Skema koordinasi manfaat (Coordination of Benefit/CoB) antara BPJS Kesehatan dan asuransi swasta mulai digulirkan sejak Juli 2025. Meski di atas kertas mampu memperluas akses dan kualitas layanan kesehatan bagi peserta JKN, implementasinya menghadapi empat tantangan besar: koordinasi dengan rumah sakit dan TPA, perbedaan administrasi, rendahnya literasi masyarakat, serta hambatan infrastruktur digital. Asosiasi Asuransi Jiwa Indonesia (AAJI) menegaskan, keberhasilan CoB hanya bisa terwujud jika semua pihak—pemerintah, penyedia layanan, hingga perusahaan asuransi—menemukan titik temu yang adil dan berimbang.
Fokus Utama
- Skema CoB diharapkan mampu memperluas layanan kesehatan dengan pembagian klaim hingga 250% dari standar i-DRG.

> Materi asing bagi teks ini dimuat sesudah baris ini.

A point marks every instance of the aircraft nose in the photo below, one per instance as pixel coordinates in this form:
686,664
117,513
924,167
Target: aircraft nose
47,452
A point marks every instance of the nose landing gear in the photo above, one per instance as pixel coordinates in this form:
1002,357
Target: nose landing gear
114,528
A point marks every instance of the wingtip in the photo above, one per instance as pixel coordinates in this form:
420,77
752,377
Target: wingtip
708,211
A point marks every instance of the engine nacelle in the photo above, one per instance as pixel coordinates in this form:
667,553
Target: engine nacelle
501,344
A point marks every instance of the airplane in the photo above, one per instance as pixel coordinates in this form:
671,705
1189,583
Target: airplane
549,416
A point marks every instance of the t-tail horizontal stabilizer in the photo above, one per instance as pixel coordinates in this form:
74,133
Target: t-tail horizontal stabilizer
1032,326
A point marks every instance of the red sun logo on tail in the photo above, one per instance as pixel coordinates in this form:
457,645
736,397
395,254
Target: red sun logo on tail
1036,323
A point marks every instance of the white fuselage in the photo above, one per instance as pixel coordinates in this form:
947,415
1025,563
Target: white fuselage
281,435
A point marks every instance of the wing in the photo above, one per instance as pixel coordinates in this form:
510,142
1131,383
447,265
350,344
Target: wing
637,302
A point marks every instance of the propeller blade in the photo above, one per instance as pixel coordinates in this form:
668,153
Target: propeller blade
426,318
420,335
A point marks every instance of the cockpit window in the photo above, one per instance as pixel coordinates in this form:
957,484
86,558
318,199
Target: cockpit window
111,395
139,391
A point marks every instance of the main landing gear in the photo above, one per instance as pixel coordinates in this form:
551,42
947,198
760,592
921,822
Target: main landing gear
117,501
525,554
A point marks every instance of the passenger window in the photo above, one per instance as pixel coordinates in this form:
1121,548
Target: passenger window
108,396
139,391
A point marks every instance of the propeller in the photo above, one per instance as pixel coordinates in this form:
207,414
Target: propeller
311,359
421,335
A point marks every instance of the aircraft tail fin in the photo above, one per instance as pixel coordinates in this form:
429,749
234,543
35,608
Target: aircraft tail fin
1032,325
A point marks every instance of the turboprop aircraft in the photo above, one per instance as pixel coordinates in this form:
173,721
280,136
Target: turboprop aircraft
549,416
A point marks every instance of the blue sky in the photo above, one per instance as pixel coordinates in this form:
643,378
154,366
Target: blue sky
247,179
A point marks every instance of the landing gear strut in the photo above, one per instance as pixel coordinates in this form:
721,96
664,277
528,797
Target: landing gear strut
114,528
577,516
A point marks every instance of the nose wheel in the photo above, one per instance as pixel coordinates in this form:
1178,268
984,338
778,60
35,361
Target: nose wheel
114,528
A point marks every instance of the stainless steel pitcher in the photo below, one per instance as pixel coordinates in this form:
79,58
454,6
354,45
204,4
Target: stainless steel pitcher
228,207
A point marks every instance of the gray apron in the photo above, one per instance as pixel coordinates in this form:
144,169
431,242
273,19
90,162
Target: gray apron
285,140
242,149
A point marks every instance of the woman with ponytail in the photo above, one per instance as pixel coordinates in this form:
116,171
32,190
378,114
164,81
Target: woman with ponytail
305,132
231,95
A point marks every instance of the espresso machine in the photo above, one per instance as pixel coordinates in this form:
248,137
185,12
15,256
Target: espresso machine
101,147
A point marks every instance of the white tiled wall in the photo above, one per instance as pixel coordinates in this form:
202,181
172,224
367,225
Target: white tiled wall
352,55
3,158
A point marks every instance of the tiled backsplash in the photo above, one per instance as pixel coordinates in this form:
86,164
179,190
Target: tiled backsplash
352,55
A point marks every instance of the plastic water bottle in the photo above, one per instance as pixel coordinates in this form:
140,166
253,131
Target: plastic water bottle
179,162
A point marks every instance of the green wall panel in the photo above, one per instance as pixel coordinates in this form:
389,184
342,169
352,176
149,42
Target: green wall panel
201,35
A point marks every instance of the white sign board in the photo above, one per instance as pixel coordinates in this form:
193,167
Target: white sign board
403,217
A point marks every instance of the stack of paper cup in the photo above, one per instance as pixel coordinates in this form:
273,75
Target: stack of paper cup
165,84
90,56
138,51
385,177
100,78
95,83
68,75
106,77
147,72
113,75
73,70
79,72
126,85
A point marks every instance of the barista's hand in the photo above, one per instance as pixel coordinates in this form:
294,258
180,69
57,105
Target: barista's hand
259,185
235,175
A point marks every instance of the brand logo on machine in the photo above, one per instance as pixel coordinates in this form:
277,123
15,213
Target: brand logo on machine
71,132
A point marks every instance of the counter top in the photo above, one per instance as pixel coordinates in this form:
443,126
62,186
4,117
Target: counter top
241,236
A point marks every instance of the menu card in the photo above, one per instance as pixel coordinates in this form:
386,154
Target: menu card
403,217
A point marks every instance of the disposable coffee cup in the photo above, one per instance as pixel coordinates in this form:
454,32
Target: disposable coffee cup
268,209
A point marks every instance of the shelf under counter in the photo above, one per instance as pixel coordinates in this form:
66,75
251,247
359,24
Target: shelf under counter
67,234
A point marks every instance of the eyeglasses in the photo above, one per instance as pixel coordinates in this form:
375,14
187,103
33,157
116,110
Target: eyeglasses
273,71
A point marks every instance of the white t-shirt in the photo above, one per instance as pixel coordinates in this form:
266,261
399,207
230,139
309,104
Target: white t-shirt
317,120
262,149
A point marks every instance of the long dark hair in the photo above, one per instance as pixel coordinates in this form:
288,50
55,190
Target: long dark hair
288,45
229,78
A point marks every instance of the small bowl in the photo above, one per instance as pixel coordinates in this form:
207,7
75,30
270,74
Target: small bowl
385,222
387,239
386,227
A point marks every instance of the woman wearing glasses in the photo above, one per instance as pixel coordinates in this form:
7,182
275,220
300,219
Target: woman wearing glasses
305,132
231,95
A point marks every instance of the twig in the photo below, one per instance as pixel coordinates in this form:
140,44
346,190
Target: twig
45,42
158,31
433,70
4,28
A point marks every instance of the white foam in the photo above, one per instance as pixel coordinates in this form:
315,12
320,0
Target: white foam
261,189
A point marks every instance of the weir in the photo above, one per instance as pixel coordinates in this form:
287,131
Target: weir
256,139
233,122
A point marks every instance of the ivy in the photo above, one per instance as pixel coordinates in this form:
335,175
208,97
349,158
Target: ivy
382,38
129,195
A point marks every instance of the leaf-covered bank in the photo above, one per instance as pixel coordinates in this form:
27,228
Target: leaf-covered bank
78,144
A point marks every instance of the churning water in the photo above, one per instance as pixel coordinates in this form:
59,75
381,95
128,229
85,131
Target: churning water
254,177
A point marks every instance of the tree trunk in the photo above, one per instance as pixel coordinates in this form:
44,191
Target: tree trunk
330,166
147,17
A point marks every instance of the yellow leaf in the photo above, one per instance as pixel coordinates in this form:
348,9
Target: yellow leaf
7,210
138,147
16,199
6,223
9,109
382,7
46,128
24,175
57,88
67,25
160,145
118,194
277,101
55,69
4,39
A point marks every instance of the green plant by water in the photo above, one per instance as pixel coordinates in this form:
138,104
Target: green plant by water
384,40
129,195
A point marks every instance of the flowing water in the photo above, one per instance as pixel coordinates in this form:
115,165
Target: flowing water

- Implementasi di lapangan terhambat oleh masalah koordinasi, administrasi, literasi masyarakat, dan infrastruktur digital.
- AAJI menekankan pentingnya aspek keadilan agar CoB tidak membebani salah satu pihak dan tetap menjamin kepastian manfaat bagi peserta.
Harapan publik akan layanan kesehatan yang lebih komprehensif kembali menguat setelah Badan Penyelenggara Jaminan Sosial (BPJS) Kesehatan resmi menjalankan skema koordinasi manfaat atau Coordination of Benefit (CoB) dengan asuransi swasta sejak Juli 2025. Melalui skema ini, peserta JKN berpeluang mendapatkan perlindungan yang lebih luas, sementara perusahaan asuransi swasta ikut berbagi beban klaim.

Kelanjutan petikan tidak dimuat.